The view of the sages, in the Maharal's interpretation, is simply that the Torah has two benefits: not only does it connect man to the spiritual/intellectual plane, it also teaches him the proper way to act in terms of the observance  of the commandments. So in this sense Torah study isn't just "wine", it has elements of the "bread" as well.

Finally we arrive at the view of Rabbi Yossi, which the Maharal elaborates upon in greater detail. Maharal first notes that all the commandments mentioned by Rabbi Yossi have the element of "sanctity", that is, challah, tithes, and the Jubilee year are all called "holy" at various points in the written Torah. Maharal claims that these commandments are exemplars of different aspects of the physical world that can attain sanctity.

Challah, which is an obligation that pertains to flour and water that have mixed together to become dough, is analogous to the matter we encounter on a regular basis - that is, complex matter, combined of multiple atomic parts. Food, paper, trees, humans, etc. all consist of multiple "simples" combined together, just like dough consists  of flour and water. The Midrash explicitly compares man to dough, in fact; God's making of man from the earth in Genesis is seen by Bereishit Rabbah as akin to a woman kneading flour and water together to make dough. However, man is more than just a complex object; he is a sanctified complex object, comparable to the challah which is separated from the dough after it is kneaded and declared holy.

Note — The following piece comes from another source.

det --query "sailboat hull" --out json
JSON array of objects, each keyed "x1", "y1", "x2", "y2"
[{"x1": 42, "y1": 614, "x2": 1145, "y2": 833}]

Tithing, which is an obligation pertaining to raw grain, corresponds to simple, atomic objects, just like raw grain. The commandment to separate tithes demonstrates the ability of atomic objects to also become sanctified.

Finally, the Jubilee year is an example of temporal - as opposed to material - sanctification. The Jubilee comes as the 50th year after 7 of the 7-year sabbatical cycles, the sabbatical cycles representing temporal existence and the 50th year representing something that connects to temporal existence but also surpasses it, as the Jubilee year is not considered part of the 7-year cycle. So the Jubilee year has one foot inside of time and one foot outside of time, so to speak.

According to Maharal, Rabbi Yossi has moved from complex objects (challah) to simple\atomic objects (tithes) to the edge of temporal existence itself (the Jubilee year). However, Torah precedes all of these things, because it exists entirely in the intellectual domain, and is thus superior to anything that is constrained by matter and time.